Diana nodded. "Understood," she said. "If you want my final confession, I ran after Hoffman because he's the last piece of my past. Not a very nice piece, sure, but he's all I have left and he's better than nothing."
"And he's been treatin' you okay?" asked Andrea, though Diana could see something extraordinarily fretful in the woman's eyes and knew that there was another implication there, couched in words she knew Andrea wouldn't say out loud in a million years.

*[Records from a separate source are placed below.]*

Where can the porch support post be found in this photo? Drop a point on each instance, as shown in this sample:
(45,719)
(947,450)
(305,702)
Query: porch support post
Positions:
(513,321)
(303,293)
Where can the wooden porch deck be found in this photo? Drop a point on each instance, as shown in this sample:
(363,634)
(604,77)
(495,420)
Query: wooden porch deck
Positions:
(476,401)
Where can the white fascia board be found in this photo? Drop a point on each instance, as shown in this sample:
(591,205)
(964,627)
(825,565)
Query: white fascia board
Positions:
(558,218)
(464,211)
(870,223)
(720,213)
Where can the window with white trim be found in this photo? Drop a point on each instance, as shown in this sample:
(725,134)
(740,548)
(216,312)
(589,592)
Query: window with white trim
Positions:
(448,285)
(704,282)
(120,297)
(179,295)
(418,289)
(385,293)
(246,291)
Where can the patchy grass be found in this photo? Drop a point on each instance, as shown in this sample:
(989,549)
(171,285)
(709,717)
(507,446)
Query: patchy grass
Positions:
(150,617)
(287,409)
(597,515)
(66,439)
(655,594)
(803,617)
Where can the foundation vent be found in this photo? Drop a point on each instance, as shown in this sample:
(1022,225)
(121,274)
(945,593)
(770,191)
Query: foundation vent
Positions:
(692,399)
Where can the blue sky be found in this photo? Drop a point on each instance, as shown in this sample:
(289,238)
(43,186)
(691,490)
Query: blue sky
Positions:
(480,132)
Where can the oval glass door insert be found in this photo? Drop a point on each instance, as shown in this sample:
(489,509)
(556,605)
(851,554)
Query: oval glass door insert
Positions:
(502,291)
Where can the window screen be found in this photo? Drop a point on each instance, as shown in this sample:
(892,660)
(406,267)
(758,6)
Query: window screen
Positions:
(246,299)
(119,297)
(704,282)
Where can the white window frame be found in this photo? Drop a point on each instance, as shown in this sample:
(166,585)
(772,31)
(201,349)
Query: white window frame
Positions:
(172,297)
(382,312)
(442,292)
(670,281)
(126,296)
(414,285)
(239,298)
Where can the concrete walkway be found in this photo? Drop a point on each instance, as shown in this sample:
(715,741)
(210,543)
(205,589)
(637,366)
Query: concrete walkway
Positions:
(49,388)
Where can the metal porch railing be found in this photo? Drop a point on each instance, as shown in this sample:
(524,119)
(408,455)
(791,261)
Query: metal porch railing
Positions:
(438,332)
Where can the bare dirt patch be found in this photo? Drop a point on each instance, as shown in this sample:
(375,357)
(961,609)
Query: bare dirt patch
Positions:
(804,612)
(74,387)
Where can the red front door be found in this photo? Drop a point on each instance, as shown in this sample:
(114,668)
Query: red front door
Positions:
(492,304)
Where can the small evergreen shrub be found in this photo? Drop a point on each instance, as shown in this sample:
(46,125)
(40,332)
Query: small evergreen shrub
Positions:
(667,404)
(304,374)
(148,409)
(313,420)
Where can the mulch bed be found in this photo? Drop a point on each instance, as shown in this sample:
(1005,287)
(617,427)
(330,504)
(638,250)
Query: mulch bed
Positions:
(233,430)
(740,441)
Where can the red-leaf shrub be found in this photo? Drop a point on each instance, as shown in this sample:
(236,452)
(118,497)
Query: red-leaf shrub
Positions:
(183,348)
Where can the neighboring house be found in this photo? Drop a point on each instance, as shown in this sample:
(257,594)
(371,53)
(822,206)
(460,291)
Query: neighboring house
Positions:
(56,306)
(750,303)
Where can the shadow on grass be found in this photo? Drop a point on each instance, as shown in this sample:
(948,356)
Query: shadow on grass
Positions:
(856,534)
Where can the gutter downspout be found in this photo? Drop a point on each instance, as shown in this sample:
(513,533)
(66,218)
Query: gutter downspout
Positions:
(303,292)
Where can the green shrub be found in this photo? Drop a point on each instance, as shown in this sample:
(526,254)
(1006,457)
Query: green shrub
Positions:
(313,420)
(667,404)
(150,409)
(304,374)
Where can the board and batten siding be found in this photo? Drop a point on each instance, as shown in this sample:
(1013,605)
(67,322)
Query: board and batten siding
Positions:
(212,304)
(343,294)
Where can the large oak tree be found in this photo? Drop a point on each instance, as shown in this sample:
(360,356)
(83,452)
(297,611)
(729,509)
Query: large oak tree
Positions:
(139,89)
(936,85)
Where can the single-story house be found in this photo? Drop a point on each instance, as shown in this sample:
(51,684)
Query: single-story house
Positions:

"You might not believe me when I say this," she said, gently, "but he does have some honour, and that's something he'd never do. If you wanna know the truth, he's actually been pretty protective." Diana paused, smiled ruefully at an old memory, debated briefly with herself and decided to voice it. "When I was fifteen, we hooked up with another group of survivors for a few days. One of the guys started hitting on me so Hoffman broke his arm in two places."
Andrea sat back, her spine ramrod straight, and for a heartbeat her expression was totally opaque. Then, against all expectation, she softened and slumped on the arm of the couch, leaning her head on one hand, though she continued to study Diana with some degree of wary apprehension writ across her face.
"Maybe I got him all wrong," she said, unexpectedly.
"No, you got him right, all we're talking about here is isolated incidents and a couple of technicalities," said Diana, calmly. "I'm not trying to convince you the guy's a saint, because he isn't. But he is a survivor, because that's all he's ever been."
"And what about you?"
"I'm a survivor, too," said Diana. "I learned from the best, after all."
"So, I just gotta ask," said Andrea, and now a look of slightly shameful curiosity flitted across her features. "How'd he lose that eye?"
Hoffman stepped between them like a wraith, grinned mirthlessly and then cocked his head at Diana.
"This stupid bitch shot me in the face," he said.